Comme je n’avais pas cacheté la lettre que je pense porter après midi à Villeneuve je viens y joindre un petit mot. Merci petite Chérie de tes fraiches nouvelles que j’ai reçues ce matin dans la longue lettre que tu m’as écrite samedi soir, je souhaite de tout coeur que ton rhume soit déjà entièrement passé et qu’il tarde à revenir ‘jamais si possible ».

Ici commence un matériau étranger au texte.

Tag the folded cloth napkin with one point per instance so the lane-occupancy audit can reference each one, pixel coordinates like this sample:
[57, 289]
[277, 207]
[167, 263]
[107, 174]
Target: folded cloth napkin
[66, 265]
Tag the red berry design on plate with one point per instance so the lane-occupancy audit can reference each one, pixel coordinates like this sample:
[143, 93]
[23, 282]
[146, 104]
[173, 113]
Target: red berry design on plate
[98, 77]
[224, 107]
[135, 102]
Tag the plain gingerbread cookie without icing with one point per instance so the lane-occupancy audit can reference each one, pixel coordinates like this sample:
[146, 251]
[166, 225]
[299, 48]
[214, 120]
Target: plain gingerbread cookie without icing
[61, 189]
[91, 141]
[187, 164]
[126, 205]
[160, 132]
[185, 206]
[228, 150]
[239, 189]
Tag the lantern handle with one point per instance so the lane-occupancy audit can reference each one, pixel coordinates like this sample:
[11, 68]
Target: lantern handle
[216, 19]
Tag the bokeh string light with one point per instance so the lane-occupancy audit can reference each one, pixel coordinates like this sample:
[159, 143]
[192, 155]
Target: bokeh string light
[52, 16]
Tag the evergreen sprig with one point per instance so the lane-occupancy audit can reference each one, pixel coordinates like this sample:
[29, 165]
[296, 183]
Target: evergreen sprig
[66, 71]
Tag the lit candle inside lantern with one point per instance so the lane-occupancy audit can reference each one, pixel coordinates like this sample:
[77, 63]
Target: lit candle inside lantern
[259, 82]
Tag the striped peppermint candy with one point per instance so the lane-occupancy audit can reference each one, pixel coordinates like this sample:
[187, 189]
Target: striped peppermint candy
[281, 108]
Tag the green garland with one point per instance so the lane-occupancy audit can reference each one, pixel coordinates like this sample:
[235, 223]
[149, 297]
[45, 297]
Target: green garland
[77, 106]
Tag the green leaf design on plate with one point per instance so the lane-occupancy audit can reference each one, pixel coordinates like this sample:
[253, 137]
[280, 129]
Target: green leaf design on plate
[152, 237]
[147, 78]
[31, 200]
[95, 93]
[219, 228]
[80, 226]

Une lettre en même temps que celle de ma petite Mie nous apprenait l’arrivée de Lily et Loulou à Castillonnès pour passer l’hiver, tu sais mon petit Chou à mon idée je crois que la mauvaise santé est encore plus néfaste au bonheur d’un foyer que les revers de fortune, ne crois tu pas Chérie ? et là lorsque la maladie frappe elle est encore plu impitoyable, peut être as tu déjà eu des nouvelles de Lily qui doit être tout à fait franche avec sa petite Amie ici à cause de Maman ses lettres sont très optimistes mais je sais qu’ils se sont penchés sur le cas de Loulou avec beaucoup de crainte surtout après la douloureuse épreuve de la maladie de sa pauvre soeur. Tout est à la volonté du Bon Dieu comme il juge, il frappe même les bons si c’est pour leur bonheur; mais il nous est permis de lui demander pardon et clémence; pour que Loulou connaisse bientôt une bonne santé recouvrée et sans mauvaise trace demandons lui et aussi pour nous qui avons r^évé un près de l’autre tant de bonheur, n’oublions pas que nous avons besoin de conserver notre santé car le terrible rapace des mortels dans les griffes de la maladie est toujours aux aguets et fond parfois sur les nids les plus paisibles.

A bientôt près de toi; mille doux baisers et plus douces caresses.